Forscher der Hebräischen Universität entdecken Schmerz-Gen
Wissenschaftler der Hebräischen Universität Jerusalem haben gemeinsam mit internationalen Kollegen erstmals ein Gen identifiziert, das mit dem Empfinden von chronischen Schmerzen durch Nervenverletzung in Zusammenhang gebracht wird. Dies verspricht bessere Diagnose- und Behandlungsmöglichkeiten.

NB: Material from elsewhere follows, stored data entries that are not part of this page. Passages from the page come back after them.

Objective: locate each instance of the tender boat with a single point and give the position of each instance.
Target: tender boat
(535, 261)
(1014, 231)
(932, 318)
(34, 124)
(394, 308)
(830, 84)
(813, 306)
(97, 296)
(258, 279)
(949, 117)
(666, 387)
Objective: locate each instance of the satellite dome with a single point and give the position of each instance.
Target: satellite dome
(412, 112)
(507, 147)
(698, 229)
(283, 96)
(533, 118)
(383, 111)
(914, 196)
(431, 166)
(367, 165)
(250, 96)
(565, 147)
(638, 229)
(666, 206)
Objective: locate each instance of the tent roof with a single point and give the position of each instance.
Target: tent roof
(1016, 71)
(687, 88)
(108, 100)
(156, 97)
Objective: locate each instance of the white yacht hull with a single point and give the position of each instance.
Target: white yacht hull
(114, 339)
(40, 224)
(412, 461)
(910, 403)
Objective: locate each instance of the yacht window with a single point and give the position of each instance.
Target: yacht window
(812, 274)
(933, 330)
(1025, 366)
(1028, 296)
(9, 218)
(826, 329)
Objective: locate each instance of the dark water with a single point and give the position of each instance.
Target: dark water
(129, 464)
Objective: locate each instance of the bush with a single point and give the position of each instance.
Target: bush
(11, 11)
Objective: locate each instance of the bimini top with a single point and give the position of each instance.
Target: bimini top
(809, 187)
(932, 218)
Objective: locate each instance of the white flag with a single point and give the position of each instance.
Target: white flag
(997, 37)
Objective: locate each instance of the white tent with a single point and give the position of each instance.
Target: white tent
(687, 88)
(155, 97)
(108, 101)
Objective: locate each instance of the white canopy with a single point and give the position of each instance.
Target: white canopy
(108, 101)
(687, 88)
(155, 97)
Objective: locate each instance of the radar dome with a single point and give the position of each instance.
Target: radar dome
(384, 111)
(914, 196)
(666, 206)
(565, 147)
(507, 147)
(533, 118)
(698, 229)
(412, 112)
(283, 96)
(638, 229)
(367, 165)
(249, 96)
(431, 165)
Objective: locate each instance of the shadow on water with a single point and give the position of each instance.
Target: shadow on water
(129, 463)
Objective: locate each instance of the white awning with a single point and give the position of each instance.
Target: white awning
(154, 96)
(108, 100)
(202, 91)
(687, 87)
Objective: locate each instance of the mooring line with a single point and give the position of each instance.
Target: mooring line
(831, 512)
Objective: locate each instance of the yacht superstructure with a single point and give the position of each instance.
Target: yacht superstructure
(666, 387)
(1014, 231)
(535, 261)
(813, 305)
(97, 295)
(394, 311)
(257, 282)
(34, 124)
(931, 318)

Chronische Schmerzen sind ein schweres medizinisches Problem, von dem etwa 20% aller Erwachsenen betroffen sind. Die Ursachen sind weitgehend unbekannt, weswegen die Wissenschaftler sich ihrer auf dem Wege der Genforschung mit Tiermodellen angenommen haben.



Die Biowissenschaftler Prof. Ariel Darvasi (im Bild rechts) und Prof. Marshall Devor (im Bild links) von der Hebräischen Universität und Kollegen haben nun eine Region des Chromosoms 15 der Maus identifiziert, die allem Anschein nach eine genetische Variante enthält, die zum Schmerz beiträgt. Mithilfe von Methoden der Bioinformatik und einer Genom-Microarray-Analyse gelangten sie zu dem Gen Cacgn2.